Label Encoding is a data preprocessing technique used to convert categorical variables into numerical labels. Label Encoding is particularly useful when working with algorithms that require numeric inputs.

### 1.1 Understanding Label Encoding

Label Encoding assigns a unique integer value to each category in a categorical variable, allowing algorithms to work with the numerical representations. Label Encoding is suitable for categorical variables with an inherent ordinal relationship, such as "low," "medium," and "high."

The key idea behind Label Encoding is to transform categorical variables into a numerical format that algorithms can process. It does not introduce any additional columns or dimensions like One-Hot Encoding. Instead, it replaces each category with a unique integer label.

Label encoding is appropriate for ordinal data (data with an inherent order) or nominal data (data without any inherent order).

For nominal data, label encoding might introduce ordinality, leading to incorrect interpretations by some algorithms. In such cases, one-hot encoding (dummy variables) is a preferred method.

### 1.2 Using Label Encoding

To apply Label Encoding, we need a dataset with categorical variables. The encoding process involves mapping each category in a categorical variable to a unique integer label. The mapping is typically based on the alphabetical order of the categories or the order of appearance in the dataset.

Here's an example of how to use it:

In [None]:
from sklearn.preprocessing import LabelEncoder

# Sample categorical data
data = ['red', 'blue', 'green', 'green', 'red', 'blue']

# Create the LabelEncoder object
encoder = LabelEncoder()
# Fit and transform the data using LabelEncoder
encoded_data = encoder.fit_transform(data)

print("Original Data:", data)
print("Encoded Data:", encoded_data)

In this example, we have a list of colors ('red', 'blue', and 'green'). After applying Label Encoding, the colors are encoded into integers: 'red' becomes 2, 'blue' becomes 0, and 'green' becomes 1.

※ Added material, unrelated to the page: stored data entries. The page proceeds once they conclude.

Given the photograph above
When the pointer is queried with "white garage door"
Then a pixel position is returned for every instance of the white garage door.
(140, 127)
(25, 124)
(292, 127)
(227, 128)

### 1.3 Inverse Transformation

In some cases, you may need to convert the encoded labels back to their original categorical form. Scikit-Learn's LabelEncoder provides the inverse_transform method for reversing the encoding process and obtaining the original categories from the encoded labels.

In [None]:
from sklearn.preprocessing import LabelEncoder

# Sample categorical data
data = ['red', 'blue', 'green', 'green', 'red', 'blue']
print("Original Data:", data)

# Create the LabelEncoder object
encoder = LabelEncoder()
# Fit and transform the data using LabelEncoder
encoded_data = encoder.fit_transform(data)
# Print the encoded data
print("Encoded Data:", encoded_data)

# Inverse transform the encoded data back to original categorical values
decoded_data = encoder.inverse_transform(encoded_data)
# Print the decoded data
print("Decoded Data:", decoded_data)

In this example, we have a list of colors ('red', 'blue', and 'green'). After applying Label Encoding, the colors are encoded into integers: 'red' becomes 2, 'blue' becomes 0, and 'green' becomes 1.
The inverse_transform method of LabelEncoder can be used to transform the encoded data back to the original categorical values. As we can see in the output, the decoded data is the same as the original data before encoding.

### 1.4 Conclusion

Label Encoding is a data preprocessing technique used to convert categorical variables into numerical labels. It assigns a unique integer value to each category, allowing algorithms to work with the numerical representations. Scikit-Learn provides the LabelEncoder class for performing Label Encoding easily. Understanding the concepts, training, and handling of categorical variables is crucial for effectively using Label Encoding in practice.